Values and Principles lead to Success!
We’ve talked about having values and how they impact your work/life balance.
Hopefully, you’ve taken the time and energy to identify your values for work and life and made sure 3-5 of them overlap.
Those values become your “Code of Conduct” and will drive your daily business practices. Those values then become your principles, because your principles are values put into action.
Principles
Our principles develop as we mature, and are shaped by time, education and experience. They influence the choices we make by which we nuture families, form organizations, buid communities, and conduct business.
Many values and principles may be shared throughout an industry. Each business is defined by its own lguiding principles, as the individuals who create and lead it are defined by their own guiding principles.
These are among the top 10 values sought by customers and peers.
A person’s principles are the basis upon which business principles grow.
- Honesty – being truthful in all dealings
- Loyalty – demonstrating fidelity – not disclosing information learned in confidence for personal advantage
- Respect – for others and yourself. Treating all people courteously
- Trustworthy – candid and forthcoming
- Lawful – abiding by laws, rules, and regulations.
Favorite Businesses
We all have favorite businesses we purchase from. We become a loyal fan because of many factors, but the majority of our favorites are based on their values and principles.

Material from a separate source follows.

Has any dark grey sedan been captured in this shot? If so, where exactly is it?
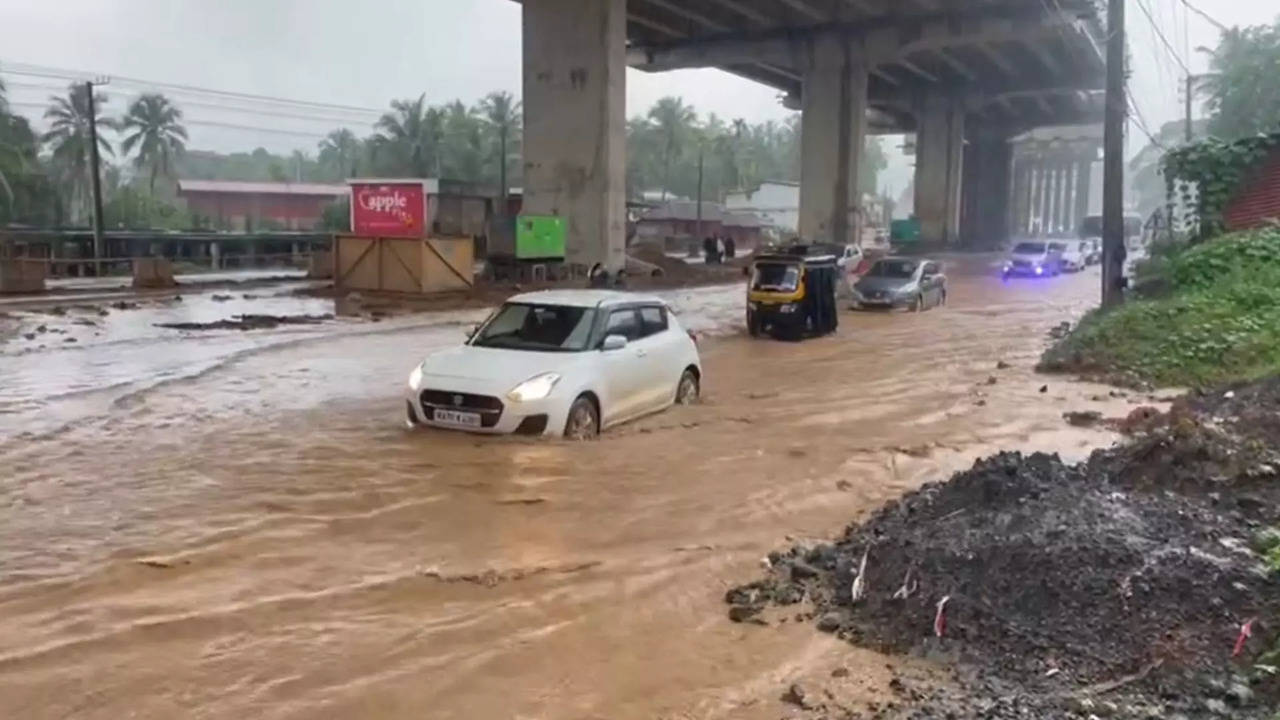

One such Utah Company is Larry H Miller. If you visit their website you’ll find their mission and value statesments, their principles and this statement about their founders –
“Our founders: Larry H. and Gail Miller
Partners in marriage and business, Larry and Gail Miller followed a simple philosophy that the communities where they had businesses should be better because they were there. This belief and an incredibly strong work ethic propelled them to create one of the largest privately-owned companies in the western United States.”
Larry passed away in 2009 and Gail and her sons have continued their oversight of what he built.
Gail was the speaker at a recent graduation of a Girl’s School in Utah. She shared her 8 principles with them.
- Be Kind – kindness creates permanent change for the better;
- Serve others – share what you have. Lift someone who is down;
- Be Respectful – use good manners always and be polite;
- Be Inclusive – Embrace diversity;
- Be patient and forgiving;
- Keep money in perspective – use it to do good. Money should not be your motivator;
- Be Grateful – Gratitude unlocks the fulness of life;
- Be Successful – Success begets success – it has three important Components.
Gail’s 3 Components of Success –
- The depth of your relationship with a higher power
- The quality of iour relationship with others
- Your stewardship over the gifts and resources with which you have been blessed.
Notice – none of these includes having a lot of money.
A renowned company from Oregon is another example of leading by your values and principles. Les Schwaub. And there are others in every state in America.
All of us leading a legacy business seek success and respect. For lifestyle businesses it can be harder to achieve, but well within your reach if you do the work.
Gail Miller finished her presentation that Graduation Day with the following –
“Lead with love and success will follow.”